Posted: Feb 21, 2011 6:21 PM by David Ortiviz
Updated: Feb 21, 2011 6:46 PM
Religious freedom versus school safety. It's a hot topic right now at Pueblo County High School. The principal says students cannot wear rosaries to school, because they're considered a gang symbol. However, some believe this may be violating the students' constitutional rights.
For Catholics the rosary is a string of beads used for counting prayers, but the high school says it also has a non-religious reference. "It's said to be gang affiliated to wear the rosary because of the thirteen beads," said Terrie Tafoya, principal at Pueblo County High School. Tafoya says according to local law enforcement the number 13 is often associated with gangs, including the Sorenos.
Tafoya says rosaries violate the dress code. "We do not allow gang related dress of paraphernalia," said Tafoya.
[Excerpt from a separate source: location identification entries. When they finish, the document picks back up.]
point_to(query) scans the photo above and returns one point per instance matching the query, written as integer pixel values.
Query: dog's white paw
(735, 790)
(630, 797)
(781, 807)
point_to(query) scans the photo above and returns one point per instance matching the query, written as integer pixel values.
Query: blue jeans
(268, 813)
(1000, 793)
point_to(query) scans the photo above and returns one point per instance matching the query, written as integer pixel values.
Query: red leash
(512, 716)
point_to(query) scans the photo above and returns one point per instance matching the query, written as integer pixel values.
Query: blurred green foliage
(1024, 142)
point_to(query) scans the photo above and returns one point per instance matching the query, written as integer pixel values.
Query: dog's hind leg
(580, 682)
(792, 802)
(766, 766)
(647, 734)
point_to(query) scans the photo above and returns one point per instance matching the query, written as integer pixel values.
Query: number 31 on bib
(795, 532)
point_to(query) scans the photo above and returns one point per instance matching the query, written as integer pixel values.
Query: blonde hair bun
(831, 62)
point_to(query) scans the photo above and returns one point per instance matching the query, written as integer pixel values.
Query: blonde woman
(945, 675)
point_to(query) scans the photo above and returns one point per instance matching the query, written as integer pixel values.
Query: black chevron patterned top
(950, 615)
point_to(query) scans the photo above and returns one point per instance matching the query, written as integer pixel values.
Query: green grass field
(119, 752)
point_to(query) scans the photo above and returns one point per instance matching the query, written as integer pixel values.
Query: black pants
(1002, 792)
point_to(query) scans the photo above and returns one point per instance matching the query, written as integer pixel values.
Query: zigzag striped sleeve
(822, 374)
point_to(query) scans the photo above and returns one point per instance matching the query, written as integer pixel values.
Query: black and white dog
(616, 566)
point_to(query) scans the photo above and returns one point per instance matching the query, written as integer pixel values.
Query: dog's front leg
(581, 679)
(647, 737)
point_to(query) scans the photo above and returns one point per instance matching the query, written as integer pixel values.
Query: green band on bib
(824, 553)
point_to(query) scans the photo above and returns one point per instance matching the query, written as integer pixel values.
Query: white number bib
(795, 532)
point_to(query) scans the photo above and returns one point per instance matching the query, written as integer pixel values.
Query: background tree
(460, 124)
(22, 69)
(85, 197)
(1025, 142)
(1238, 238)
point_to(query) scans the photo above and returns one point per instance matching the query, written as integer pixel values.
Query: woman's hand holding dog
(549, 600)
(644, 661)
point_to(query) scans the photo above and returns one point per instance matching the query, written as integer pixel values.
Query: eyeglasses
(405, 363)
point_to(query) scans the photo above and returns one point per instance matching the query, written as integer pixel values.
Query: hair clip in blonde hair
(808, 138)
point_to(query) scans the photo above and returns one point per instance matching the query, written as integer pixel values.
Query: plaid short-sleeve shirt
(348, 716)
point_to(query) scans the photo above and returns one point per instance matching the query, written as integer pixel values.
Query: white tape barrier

School District 70's dress code policy says: "Non-traditional clothing, make-up, nail polish, lipstick and other attire that distracts from the educational process and environment is not acceptable."
Last week, students were told if you wear a rosary either remove it or tuck it under your clothing. "We're not saying you cannot wear religious paraphernalia, we're saying we're not going to allow you to wear rosaries because of the affiliation it has with gangs," said Tafoya.
"Students have a first amendment right to wear the rosary," said Ed White, an attorney with the American Center for Law and Justice in Washington D.C.
The A.C.L.J. says the first amendment not only protects free speech, but symbolic speech such as a rosary. "The only time a school can come in and restrict that expression is if the expression causes material and substanial disruption to the workings of the school," said White.
"It's not a distraction to the learning process, but the fact that it's an affiliation to the gang," said Tafoya.
The A.C.L.J. says it's offensive to assume all students who wear rosaries are in a gang.
The high school says it still allows students to carry them in their pockets or even on their belts, just not around their necks outside their clothing.